Having reviewed these key weaknesses, Mighty Earth does note that CFI has been able to arrive at some notable achievements in two years of implementation. The main ones include:

  • a strengthened legal framework with a new Ivorian forest code (Law No. 2019-675 of 23 July 2019 and other relevant texts
  • some small steps towards tree tenure reform
  • acceptance of monitoring tools including satellite observation
  • better equipment for the structures in charge of surveillance
  • intensive reforestation actions
  • the implementation of awareness-raising and repression measures

Ultimately, to meet its commitments, CFI must build on these achievements. The provision of necessary resources must be accompanied by a more structured and clear political will and a strengthened and inclusive approach. Indeed, farmers and civil society are not sufficiently taken into account, and in an equal manner, in the design, implementation, and monitoring of the initiative.

Hopes remain high for CFI’s ability to reverse the curve of uncontrolled deforestation and introduce innovations in the cocoa sector that will benefit the weakest actors in the value chain, i.e., the producers and the populations in the production areas.
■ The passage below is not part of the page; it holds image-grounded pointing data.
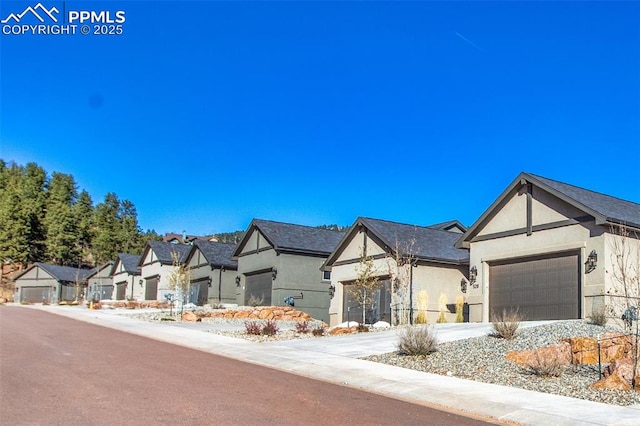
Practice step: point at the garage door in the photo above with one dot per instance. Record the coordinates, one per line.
(151, 290)
(258, 286)
(36, 294)
(541, 288)
(120, 290)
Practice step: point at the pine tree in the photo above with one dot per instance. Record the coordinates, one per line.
(60, 222)
(106, 242)
(83, 213)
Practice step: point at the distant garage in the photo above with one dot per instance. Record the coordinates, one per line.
(541, 288)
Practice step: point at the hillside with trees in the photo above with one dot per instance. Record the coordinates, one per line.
(47, 218)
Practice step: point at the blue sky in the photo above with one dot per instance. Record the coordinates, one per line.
(207, 114)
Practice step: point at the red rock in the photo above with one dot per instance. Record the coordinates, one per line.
(190, 317)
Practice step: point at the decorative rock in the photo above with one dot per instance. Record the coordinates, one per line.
(560, 353)
(190, 317)
(584, 350)
(613, 382)
(338, 331)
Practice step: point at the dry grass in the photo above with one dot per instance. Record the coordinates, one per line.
(505, 325)
(417, 341)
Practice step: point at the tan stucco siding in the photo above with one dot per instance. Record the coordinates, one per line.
(546, 208)
(580, 238)
(512, 216)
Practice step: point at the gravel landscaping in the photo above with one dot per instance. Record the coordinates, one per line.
(479, 359)
(483, 359)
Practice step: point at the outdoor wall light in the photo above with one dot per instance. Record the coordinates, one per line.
(473, 274)
(592, 261)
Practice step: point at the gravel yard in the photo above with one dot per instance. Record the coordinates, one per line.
(479, 359)
(483, 359)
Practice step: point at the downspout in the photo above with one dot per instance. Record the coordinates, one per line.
(220, 285)
(411, 293)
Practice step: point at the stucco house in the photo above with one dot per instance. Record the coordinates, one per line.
(100, 283)
(126, 276)
(156, 265)
(547, 248)
(51, 283)
(281, 260)
(212, 272)
(412, 263)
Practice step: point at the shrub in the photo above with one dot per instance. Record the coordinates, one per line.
(417, 341)
(255, 301)
(253, 328)
(505, 325)
(318, 331)
(545, 367)
(270, 328)
(303, 327)
(361, 328)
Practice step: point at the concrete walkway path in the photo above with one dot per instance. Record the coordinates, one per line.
(335, 360)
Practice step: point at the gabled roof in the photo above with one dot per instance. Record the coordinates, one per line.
(448, 226)
(605, 209)
(287, 237)
(108, 266)
(60, 273)
(130, 263)
(163, 251)
(217, 254)
(425, 243)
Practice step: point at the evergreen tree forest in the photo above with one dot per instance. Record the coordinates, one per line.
(46, 218)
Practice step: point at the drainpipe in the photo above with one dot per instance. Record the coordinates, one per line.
(411, 293)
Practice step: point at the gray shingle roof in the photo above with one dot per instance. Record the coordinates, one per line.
(425, 243)
(217, 254)
(130, 263)
(611, 208)
(295, 238)
(163, 251)
(65, 273)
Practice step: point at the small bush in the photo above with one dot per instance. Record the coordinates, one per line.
(361, 328)
(270, 328)
(545, 367)
(417, 341)
(255, 301)
(318, 331)
(506, 324)
(598, 317)
(303, 327)
(253, 328)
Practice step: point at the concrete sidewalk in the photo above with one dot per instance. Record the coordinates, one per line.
(335, 360)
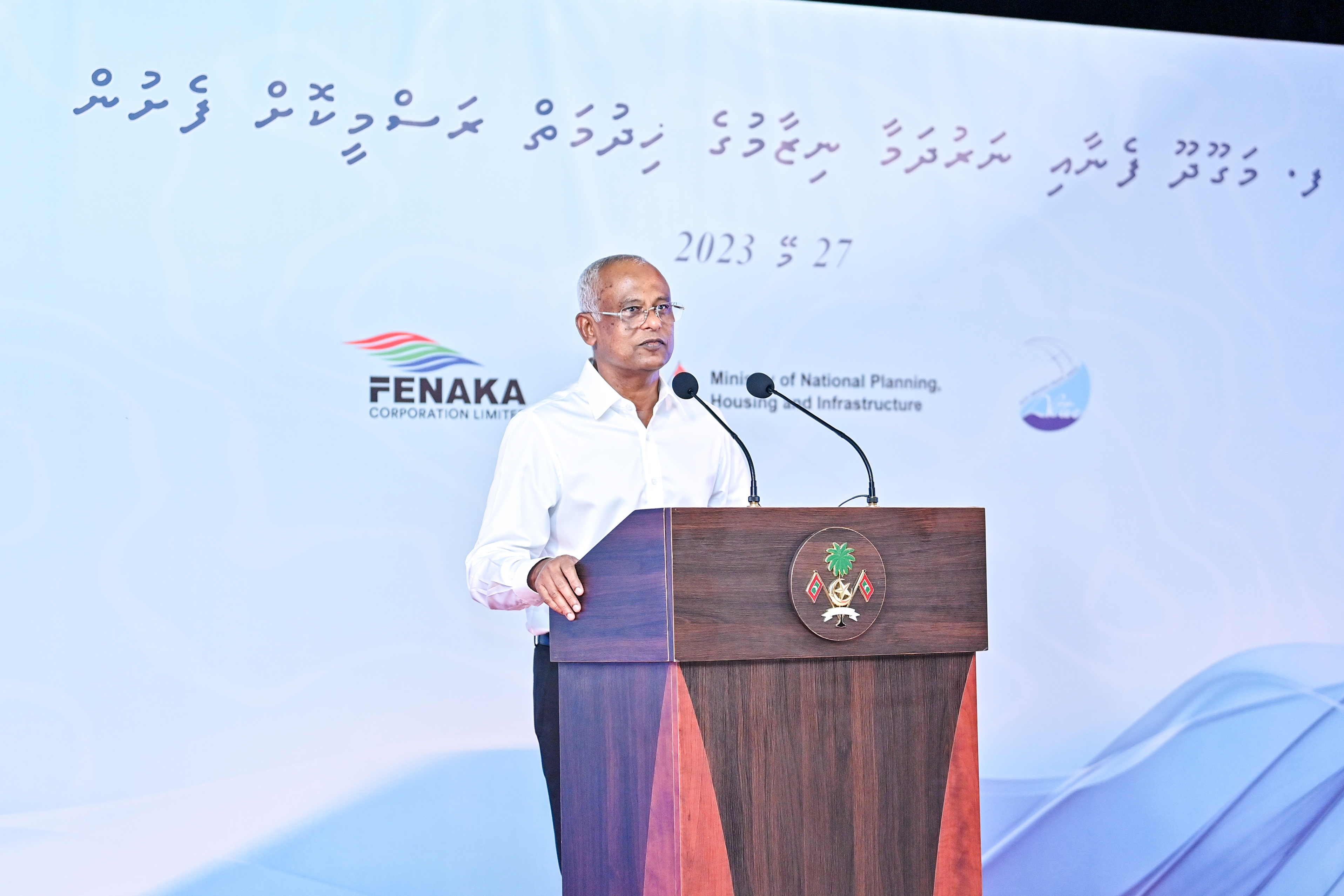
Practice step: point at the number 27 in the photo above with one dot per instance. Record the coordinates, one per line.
(822, 261)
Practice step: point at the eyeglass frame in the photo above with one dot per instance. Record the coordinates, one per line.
(677, 311)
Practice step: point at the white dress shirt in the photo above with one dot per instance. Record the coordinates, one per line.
(574, 465)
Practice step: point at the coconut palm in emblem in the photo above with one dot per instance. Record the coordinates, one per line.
(839, 561)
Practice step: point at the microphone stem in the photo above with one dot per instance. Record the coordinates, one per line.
(873, 488)
(754, 500)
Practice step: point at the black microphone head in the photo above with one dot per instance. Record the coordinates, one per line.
(685, 385)
(761, 386)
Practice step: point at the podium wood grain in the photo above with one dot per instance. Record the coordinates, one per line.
(713, 584)
(713, 746)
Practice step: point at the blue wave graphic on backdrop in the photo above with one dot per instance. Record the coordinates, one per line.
(1233, 785)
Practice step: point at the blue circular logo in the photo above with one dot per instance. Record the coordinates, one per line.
(1064, 399)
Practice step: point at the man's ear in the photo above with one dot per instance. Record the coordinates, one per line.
(586, 327)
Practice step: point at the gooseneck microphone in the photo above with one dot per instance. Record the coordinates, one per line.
(686, 386)
(762, 386)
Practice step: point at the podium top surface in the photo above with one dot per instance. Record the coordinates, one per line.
(702, 585)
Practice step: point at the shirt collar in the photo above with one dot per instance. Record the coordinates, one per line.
(600, 394)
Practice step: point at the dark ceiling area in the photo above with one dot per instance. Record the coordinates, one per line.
(1312, 21)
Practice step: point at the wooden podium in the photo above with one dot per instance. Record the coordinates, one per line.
(713, 745)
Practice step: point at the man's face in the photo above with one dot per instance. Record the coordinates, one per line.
(648, 344)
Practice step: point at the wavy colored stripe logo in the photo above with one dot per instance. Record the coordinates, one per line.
(412, 352)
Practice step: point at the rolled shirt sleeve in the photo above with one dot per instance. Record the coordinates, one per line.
(517, 527)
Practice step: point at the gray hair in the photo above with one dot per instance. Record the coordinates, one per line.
(589, 300)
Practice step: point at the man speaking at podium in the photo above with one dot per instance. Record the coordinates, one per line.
(578, 463)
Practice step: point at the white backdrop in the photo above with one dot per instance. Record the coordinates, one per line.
(234, 608)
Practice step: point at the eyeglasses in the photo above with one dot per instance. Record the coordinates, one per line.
(635, 316)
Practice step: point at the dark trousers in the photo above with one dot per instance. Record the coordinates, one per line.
(546, 719)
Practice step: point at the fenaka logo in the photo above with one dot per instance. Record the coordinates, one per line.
(425, 398)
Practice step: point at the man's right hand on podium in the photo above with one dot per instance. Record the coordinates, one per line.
(558, 584)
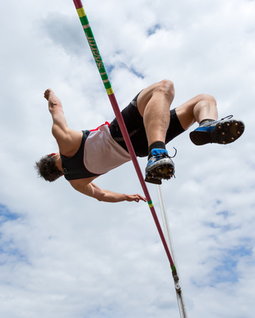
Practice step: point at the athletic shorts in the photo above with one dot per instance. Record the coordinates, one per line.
(136, 130)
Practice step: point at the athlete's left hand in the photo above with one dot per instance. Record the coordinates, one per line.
(135, 197)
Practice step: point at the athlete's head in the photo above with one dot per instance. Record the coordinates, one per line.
(47, 169)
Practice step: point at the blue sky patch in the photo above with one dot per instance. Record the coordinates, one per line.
(226, 271)
(6, 214)
(153, 29)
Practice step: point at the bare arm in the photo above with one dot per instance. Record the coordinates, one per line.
(94, 191)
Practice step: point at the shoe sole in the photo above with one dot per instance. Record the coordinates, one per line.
(164, 171)
(224, 133)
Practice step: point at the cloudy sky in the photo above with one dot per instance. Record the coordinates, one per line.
(69, 256)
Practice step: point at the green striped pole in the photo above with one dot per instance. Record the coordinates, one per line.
(100, 65)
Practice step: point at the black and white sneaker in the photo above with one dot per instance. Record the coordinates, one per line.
(159, 166)
(223, 131)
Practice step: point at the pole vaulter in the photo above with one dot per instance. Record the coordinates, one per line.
(104, 76)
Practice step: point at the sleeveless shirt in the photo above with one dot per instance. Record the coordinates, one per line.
(97, 154)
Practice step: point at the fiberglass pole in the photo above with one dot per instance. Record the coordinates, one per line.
(104, 76)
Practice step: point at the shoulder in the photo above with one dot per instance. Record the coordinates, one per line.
(84, 185)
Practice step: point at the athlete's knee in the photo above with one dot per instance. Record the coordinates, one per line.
(165, 87)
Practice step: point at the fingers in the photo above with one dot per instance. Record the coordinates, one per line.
(47, 93)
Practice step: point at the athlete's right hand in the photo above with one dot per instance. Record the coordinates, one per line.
(135, 197)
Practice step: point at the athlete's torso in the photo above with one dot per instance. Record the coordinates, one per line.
(97, 154)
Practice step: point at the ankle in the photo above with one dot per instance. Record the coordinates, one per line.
(158, 145)
(204, 121)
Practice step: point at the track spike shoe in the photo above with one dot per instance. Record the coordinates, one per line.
(159, 166)
(223, 131)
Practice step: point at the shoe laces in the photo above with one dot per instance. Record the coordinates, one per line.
(227, 117)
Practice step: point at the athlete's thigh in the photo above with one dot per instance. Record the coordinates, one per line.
(185, 112)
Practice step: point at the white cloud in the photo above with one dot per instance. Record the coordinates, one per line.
(65, 255)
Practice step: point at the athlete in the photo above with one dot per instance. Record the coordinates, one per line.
(85, 155)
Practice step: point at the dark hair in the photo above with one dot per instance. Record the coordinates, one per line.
(46, 168)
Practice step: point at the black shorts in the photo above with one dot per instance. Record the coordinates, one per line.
(136, 130)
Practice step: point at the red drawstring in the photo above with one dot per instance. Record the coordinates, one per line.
(106, 123)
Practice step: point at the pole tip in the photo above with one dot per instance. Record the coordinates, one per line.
(78, 4)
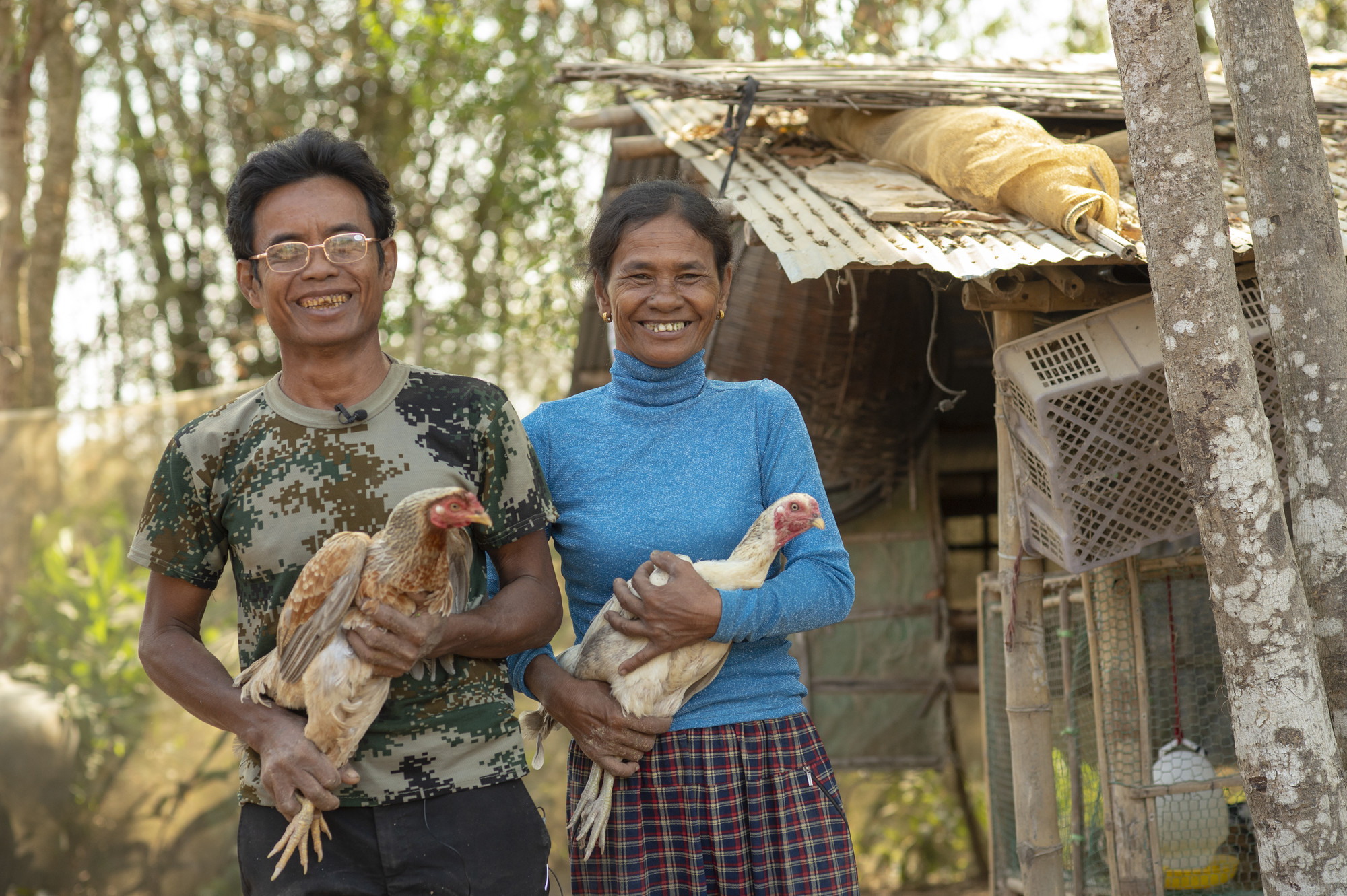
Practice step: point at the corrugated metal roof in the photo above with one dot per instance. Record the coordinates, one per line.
(1076, 86)
(813, 233)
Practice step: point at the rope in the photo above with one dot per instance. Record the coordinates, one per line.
(946, 404)
(1174, 657)
(740, 120)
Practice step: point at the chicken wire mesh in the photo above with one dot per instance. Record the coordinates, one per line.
(1167, 727)
(1093, 438)
(1073, 735)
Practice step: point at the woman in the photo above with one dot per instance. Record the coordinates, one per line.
(740, 796)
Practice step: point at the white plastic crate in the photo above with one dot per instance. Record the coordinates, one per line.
(1094, 446)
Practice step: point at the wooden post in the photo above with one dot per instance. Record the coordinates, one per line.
(1279, 708)
(1078, 827)
(1028, 701)
(1101, 746)
(1299, 253)
(1123, 747)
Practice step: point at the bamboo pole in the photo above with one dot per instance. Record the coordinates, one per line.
(605, 117)
(1078, 828)
(1266, 630)
(1028, 701)
(983, 718)
(1139, 640)
(645, 145)
(1101, 747)
(1120, 731)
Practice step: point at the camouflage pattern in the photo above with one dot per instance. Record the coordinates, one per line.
(266, 481)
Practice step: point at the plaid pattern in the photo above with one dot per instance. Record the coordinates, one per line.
(751, 808)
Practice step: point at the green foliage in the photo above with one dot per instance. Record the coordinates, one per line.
(77, 622)
(130, 827)
(913, 832)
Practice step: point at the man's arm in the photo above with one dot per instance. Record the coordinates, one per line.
(178, 662)
(526, 613)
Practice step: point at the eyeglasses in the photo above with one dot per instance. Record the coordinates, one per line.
(341, 249)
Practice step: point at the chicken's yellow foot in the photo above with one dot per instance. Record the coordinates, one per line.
(585, 801)
(306, 825)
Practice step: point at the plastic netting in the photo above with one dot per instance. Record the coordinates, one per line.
(1166, 728)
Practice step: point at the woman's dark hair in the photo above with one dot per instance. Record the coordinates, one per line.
(647, 201)
(313, 153)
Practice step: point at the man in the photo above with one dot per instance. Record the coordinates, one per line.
(433, 800)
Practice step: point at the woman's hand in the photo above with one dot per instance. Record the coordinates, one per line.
(587, 708)
(682, 613)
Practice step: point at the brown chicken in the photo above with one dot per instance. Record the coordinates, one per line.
(665, 684)
(421, 560)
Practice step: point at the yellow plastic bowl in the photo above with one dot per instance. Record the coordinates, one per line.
(1221, 870)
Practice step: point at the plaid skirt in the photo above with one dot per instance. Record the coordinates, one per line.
(746, 809)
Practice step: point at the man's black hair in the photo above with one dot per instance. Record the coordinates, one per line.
(313, 153)
(647, 201)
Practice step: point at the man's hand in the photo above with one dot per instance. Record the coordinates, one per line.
(603, 731)
(401, 641)
(682, 613)
(292, 763)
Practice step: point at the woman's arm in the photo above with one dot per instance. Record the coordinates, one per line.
(597, 723)
(816, 590)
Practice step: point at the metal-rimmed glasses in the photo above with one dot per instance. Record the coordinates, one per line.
(341, 249)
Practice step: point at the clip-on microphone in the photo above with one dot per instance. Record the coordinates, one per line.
(348, 417)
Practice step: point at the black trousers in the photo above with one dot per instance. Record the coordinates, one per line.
(490, 841)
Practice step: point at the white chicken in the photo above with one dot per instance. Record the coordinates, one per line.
(665, 684)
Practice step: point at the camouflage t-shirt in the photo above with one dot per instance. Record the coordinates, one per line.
(266, 481)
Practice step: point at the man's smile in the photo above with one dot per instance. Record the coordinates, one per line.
(329, 300)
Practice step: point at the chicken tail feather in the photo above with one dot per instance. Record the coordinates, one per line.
(537, 724)
(255, 680)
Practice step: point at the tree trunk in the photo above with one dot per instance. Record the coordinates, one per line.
(1299, 250)
(1028, 703)
(21, 39)
(65, 77)
(1284, 736)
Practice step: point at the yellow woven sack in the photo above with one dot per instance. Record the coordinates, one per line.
(992, 158)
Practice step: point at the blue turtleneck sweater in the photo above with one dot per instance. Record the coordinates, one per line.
(667, 459)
Cameroon’s CFI agreement “was developed through a participatory process that brought together about 200 representatives from the public sector, private sector, civil society organizations and other experts at national and global level over the course of 2019-2020”. In the words of the event’s presentation, this framework for action is “a multi-stakeholder agreement through which the Cameroonian government, cocoa companies, farmers organizations, Civil Society Organizations and research institutions commit to working together, both technically and financially, towards the sustainable production and marketing of cocoa, the preservation and rehabilitation of forests and the inclusion of cocoa farming communities in Cameroon.”

Contrary to what was observed in Côte d’Ivoire and Ghana, Cameroon must immediately implement its commitments with all stakeholders’ participation in the sector and carry out effective monitoring and make the high ambitions a reality.